Again no one answered.
Pressing his earpiece button, Slugger moved near the door as he answered someone from somewhere about something. His expression seemed even more ominous now. Why did him having an earpiece scare her? Mitch and the others used one. That never bothered her. But something about Slugger didn’t quite seem the same as the men who’d risked their lives protecting her ever since Sanibel.
Her dad slid his arm across her shoulders. “You’re okay. That’s just a little housekeeping going on upstairs.”
“Sounded more like trashing the place,” she said.
“By the way, punkin’, how many OPAQUE agents have been guarding you? Four? Six? Eight?”
“Four.” She tried to move out of his casual hold, but he tightened his grip on her.
“How many of them headed to the boat?”
“Four.”
“All men?”
“Yes.”
Slugger smirked then raised his eyebrows as he deliberately moistened his lips. “That’s a shame. I was hoping the lovely Cat would be here.”
“Looks like you’ll have to wait till next time to try out your moves.” Her father nodded in the direction of the boat. “Let them know.”
The man clicked his earpiece mic. “Four incoming your way.”
What the hell was going on? She felt as if she’d just been interrogated. And, for some reason, the wordincomingsounded ominous. Why? What was it about all this that didn’t seem to make sense?
Pushing her father’s hand from her shoulder, she turned out of his grasp and stepped back. Where could she go? She glanced at the open living room only a few steps away, but the kitchen counters were a barrier.
Her father opened the refrigerator and pulled out a beer. “You want anything, Elizabeth?”
“No. I’m fine,” she said. “Thanks, though.”
He laughed then gulped down half the beer. “Still always the polite one, aren’t you? Your mother was good at teaching you manners. Too bad she wasn’t as good at being a wife.”
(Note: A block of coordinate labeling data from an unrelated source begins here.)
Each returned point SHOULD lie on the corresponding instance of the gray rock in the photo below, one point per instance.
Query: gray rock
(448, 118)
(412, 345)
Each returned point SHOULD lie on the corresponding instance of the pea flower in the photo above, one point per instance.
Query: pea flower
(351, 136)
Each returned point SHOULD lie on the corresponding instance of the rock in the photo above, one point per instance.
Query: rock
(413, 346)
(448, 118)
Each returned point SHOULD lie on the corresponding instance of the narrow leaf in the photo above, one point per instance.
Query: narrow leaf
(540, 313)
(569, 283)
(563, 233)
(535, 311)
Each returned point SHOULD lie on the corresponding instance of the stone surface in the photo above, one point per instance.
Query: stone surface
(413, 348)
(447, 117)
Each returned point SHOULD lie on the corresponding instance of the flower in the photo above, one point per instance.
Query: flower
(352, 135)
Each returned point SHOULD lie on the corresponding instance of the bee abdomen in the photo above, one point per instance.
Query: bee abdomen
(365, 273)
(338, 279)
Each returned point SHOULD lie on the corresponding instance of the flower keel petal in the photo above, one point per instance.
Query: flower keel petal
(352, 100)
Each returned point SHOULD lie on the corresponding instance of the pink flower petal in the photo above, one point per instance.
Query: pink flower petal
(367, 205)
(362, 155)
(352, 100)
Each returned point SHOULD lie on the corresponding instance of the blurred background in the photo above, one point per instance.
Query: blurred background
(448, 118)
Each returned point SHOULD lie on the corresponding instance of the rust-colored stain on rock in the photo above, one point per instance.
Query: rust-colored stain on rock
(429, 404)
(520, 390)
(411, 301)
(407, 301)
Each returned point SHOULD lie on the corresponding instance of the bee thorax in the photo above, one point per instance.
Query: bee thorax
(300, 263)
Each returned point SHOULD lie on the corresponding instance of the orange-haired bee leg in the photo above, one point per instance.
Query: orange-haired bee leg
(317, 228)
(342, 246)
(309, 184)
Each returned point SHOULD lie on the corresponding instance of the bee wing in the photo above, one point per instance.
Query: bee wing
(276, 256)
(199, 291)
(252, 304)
Fear settled in Liz’s chest. Fear as strong as when she was ten years old and in trouble. Well, she wasn’t ten anymore. “I won’t stand for you putting my mother down. She was sweet and considerate. Always trying to make things better for us. She did the best she—”
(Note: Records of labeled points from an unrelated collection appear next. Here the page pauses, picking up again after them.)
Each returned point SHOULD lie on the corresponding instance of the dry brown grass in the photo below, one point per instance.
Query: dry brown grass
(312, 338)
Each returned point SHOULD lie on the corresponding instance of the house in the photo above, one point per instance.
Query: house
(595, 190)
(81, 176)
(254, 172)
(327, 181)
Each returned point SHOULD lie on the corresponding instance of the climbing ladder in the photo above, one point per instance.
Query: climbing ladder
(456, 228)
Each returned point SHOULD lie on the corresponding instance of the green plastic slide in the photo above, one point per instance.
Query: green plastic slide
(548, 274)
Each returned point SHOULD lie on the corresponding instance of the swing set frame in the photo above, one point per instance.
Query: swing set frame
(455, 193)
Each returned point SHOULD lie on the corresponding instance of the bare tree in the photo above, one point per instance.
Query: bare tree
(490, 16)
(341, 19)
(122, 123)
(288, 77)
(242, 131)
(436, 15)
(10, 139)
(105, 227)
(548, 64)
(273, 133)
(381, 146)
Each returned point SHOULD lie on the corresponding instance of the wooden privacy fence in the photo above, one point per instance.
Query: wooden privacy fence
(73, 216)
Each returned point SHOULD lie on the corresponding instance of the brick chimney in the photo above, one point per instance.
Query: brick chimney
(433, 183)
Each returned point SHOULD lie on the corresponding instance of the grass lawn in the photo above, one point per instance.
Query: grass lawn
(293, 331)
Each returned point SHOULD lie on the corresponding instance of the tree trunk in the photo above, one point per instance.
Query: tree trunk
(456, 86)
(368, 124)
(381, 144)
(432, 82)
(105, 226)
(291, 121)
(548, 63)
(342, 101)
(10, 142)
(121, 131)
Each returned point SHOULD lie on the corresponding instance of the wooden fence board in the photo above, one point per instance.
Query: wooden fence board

Her father threw the now empty beer bottle full force at the stove. The bottle smashed into jagged pieces. Liz screamed, jerked back, covered her face, as the oven’s tempered glass shattered into a multitude of pebble-sized lumps. Glass scattered across the floor in every direction.
“Your mother was nothing but a prim and proper conniving bitch. She never loved me.” He grabbed Liz’s wrist. “Hell, I’d have been better off without her when I went into Witpro.”
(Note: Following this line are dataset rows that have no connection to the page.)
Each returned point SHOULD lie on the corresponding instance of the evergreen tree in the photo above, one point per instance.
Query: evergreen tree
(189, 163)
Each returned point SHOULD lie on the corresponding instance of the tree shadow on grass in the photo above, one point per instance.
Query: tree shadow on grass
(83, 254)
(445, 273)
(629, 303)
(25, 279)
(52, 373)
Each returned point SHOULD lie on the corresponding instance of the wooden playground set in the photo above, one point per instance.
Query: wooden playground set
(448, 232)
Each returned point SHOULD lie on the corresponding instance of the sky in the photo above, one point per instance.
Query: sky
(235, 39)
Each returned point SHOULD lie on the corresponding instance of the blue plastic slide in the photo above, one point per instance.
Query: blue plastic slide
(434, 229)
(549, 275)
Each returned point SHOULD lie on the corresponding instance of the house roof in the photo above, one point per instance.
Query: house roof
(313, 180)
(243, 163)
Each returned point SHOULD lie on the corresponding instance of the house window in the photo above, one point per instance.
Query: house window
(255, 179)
“Let me go.” She grappled with his hand, kicked his shin, stomped his foot.
“Don’t fight me, Elizabeth. Don’t make me hurt you.” He intensified his hold. “And don’t think I won’t. You’re nothing to me but a mouth to feed. Not even my own kid. You. Mean. Nothing.”
The words hit her like frigid water on a hot, humid day. Woke her up with sudden awareness before the quick feeling of clammy stickiness coated her face. First, Drake had said he might be her dad. Now the man she’d called father all her life had said she meant nothing to him. One man had loved her mother. One had just slandered the same woman. Who was her father? Who?
She felt alone. Empty. Nobody. Like a sinkhole had open beneath her and she was plummeting hundreds of thousands of feet to oblivion.
“How can you say I’m nothing? I’m your daughter.” The quiver in her voice exposed the betrayal she felt. The need for a parent’s love.
“Nope. You’re just someone I’ve been grooming for years to use for CT’s benefit.” He stared at her without compassion. “The promise of you and your connections are what helped me rise through the ranks. Ain’t that right, Slugger?”
Slugger nodded as he kicked the main pile of glass off to the sides. Pieces clumped in even smaller piles. Pieces bouncing farther under the cabinet overhangs.
“Coercion Ten? You’ve been part of them all these years?” she asked.